Abstract

One hundred and eighty-three species of benthic Foraminifera were identified in a study of sediment substrates and tubeworm surfaces in (a) the Green Canyon, Garden Banks and Mississippi Canyon (245–1081 m) and (b) the Alaminos, Farnella and De Soto Canyons (1848–2918 m), Gulf of Mexico; the samples were obtained from submersibles in both seep and non-seep (control) areas. None of the species is endemic to seeps, but 20 species were previously unknown in the Gulf of Mexico. The imprint of water depth on foraminiferal assemblages is clearly detectable, because the species are recruited from the surrounding non-seep habitats. The two high-level surface-sample groups (clusters) recognized by numerical data analysis are distinguishable based on the bathymetric location of the sample sites. The shallower-water group contains all samples (seep and non-seep) from depths of 245–1081 m; the deeper-water (deepest-bathyal and abyssal) group contains all samples from 1848–2918 m.
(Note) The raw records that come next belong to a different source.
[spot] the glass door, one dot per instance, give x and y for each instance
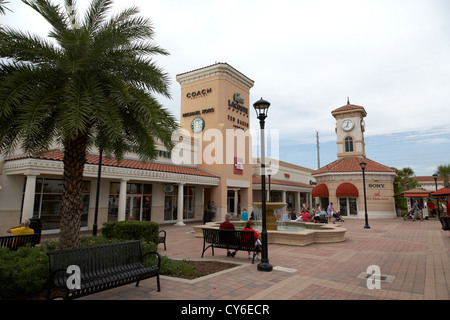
(133, 208)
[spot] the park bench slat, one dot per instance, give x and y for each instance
(102, 267)
(229, 239)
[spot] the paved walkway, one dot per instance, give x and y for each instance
(413, 259)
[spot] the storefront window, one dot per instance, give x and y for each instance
(138, 201)
(48, 199)
(171, 203)
(348, 206)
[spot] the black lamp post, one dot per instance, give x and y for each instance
(363, 168)
(99, 175)
(262, 107)
(269, 171)
(437, 198)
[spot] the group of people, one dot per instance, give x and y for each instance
(415, 212)
(315, 215)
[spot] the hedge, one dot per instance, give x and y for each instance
(132, 230)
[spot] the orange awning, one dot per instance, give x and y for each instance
(320, 190)
(347, 189)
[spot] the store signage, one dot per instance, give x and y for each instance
(198, 94)
(236, 104)
(197, 112)
(238, 166)
(376, 185)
Foraminiferal species of wide-ranging morphologic and taxonomic affinities are able to maintain sizeable populations at sites of hydrocarbon seepage; the high bacterial productivity at the seeps could be a major factor in the sustenance of these populations. The most conspicuous dominants at seep-influenced substrates (bacterial mats) in the shallower cluster are endobenthic species, especially species of Bolivina , which are possibly facultative anaerobes. The pattern is not as clear in the deepest-bathyal and abyssal group, because some epibenthic species (e.g., Nuttallides decorata ) are present among the dominants. In the shallower areas, the diversity (species richness) of both calcareous and agglutinated Foraminifera is higher in non-seep than in seep substrates. This distinction too is not clear in the deepest-bathyal and abyssal areas. Post-mortem mixing of species from different microhabitats could have elevated the diversity at some sites. Twelve sessile, epibenthic Foraminifera have been found to colonize surfaces of vestimentiferan tubeworms (and possibly other elevated microhabitats) at the seeps, centimeters to decimeters above the sediment-water interface. These attachment points are sufficiently above locations of gas escape in the seafloor to provide the species with an oxic microhabitat with little or no H2S.